Untuk lebih jelasnya, mungkin saya akan memberikan
beberapa contoh: pertama, misalnya pada kasus hijrahnya seorang aktifis dakwah.
Hijrahnya seseorang dari kegelapan menuju cahaya terang dapat ditandai oleh
berbagai hal. Tergantung dari sudut pandang
orang yang melihat prosesi hijrahnya seseorang tersebut. Orang akan mengatakan
bahwa seseorang itu hijrah ataupun telah menjadi aktifis dakwah ketika dia
sudah tidak bergaul kembali dengan "teman-teman lama" yang jahil.
Kedua ketika dia bergabung dalam sebuah organisasi keislaman, ataukah masuk
kedalam sebuah jama'ah. Ketiga, ketika dia ikut dalam proyek-proyek kebaikan.
Keempat, ketika ia sudah mengikuti proses "tarbiyah" secara
kontinu. Kelima, ketika orang tersebut (jika akhwat) menggunakan jilbab, baju
longgar dan rok, serta kaos kaki.
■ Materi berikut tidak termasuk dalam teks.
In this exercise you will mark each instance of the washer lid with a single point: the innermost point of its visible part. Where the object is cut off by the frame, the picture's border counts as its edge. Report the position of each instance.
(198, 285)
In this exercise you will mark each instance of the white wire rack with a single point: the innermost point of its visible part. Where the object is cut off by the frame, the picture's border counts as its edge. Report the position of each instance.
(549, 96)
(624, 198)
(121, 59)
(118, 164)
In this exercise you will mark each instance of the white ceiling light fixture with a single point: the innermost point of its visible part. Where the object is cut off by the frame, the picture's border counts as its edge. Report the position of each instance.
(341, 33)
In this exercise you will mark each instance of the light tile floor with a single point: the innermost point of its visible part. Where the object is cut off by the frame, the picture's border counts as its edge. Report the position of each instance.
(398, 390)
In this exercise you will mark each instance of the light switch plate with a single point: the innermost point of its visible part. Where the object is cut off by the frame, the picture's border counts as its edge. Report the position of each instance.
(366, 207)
Dan jika orang tersebut ikhwan ketika
sudah ada janggut di dagunya dan ada tanda hitam di dahinya. Keenam, jika orang
tersebut baik ikhwan dan akhwat berbicara dengan lawan jenis dengan menundukkan
pandangan/ atau tidak melihat ke lawan bicara, serta tidak berjabat tangan.
Ketujuh ketika dia diperintahkan oleh mas'ulnya ataupun qiyadahnya ia selalu patuh.
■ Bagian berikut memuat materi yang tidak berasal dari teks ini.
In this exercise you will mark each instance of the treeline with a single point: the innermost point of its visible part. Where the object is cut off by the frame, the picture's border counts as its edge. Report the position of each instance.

Kedelapan ketika dia berbicara, ataupun mendengar dengan adab yang baik dan
berdiskusi dengan adab yang baik. Kesembilan ketika kemana-mana dia selalu
membawa mush'af Al_Qur'an ataupun banyak hapalannya. Dan masih banyak contoh
yang lain yang bisa kita amati. Perubahan yang seperti ini saya katakan
sebagai sebuah perubahan simbol. Perubahan yang dapat kita lihat secara kasat
mata. Perubahan seperti ini bisa saja hilang suatu saat jika tidak didukung
oleh perubahan substansi. Perubahan substansi menurut saya adalah sebuah
perubahan yang hanya orang itu sendiri yang mengetahuinya, namun dapat
dirasakan oleh orang—orang yang ada disekitarnya. Misalnya begini bisa saja
orang-orang tersebut yang kita namakan sudah hijrah ataupun seseorang itu
adalah aktifis dakwah, melakukan semua itu hanya untuk mendapatkan pengakuan
sebagai bagian dari sebuah komunitas. Atau mungkin saja ia hanya sekedar
ikut-ikutan saja tanpa memahami makna yang telah dilakukan. Ataupun juga ia tidak
bisa melepaskan diri karena sudah terlanjur "terjerat". Perubahan itu
bisa diuji apakah ia perubahan simbol ataukah perubahan substansi dengan
melihat gejala-gejala yang ada ataupun yang tampak dari si pelaku seiring
berjalannya waktu. Misalnya begini, menurut saya seseorang yang dikatakan hijrah,
yang melakukan perubahan substansi itu adalah ketika ia mengikuti sesuatu itu
dengan pemahamannya. Dan itu akan dilihat dari berjalannya waktu, artinya
ketahanan dia untuk melakukan sebuah perubahan yang bersifat simbol itu sejauh
mana. Karena sejatinya perubahan bersifat substansi akan dapat mendorong
perubahan yang bersifat simbol. Dan jawabannya adalah ketika si pelaku perubahan tersebut di uji
oleh beberapa cobaan, apakah dia tetap bersikukuh dengan "simbol"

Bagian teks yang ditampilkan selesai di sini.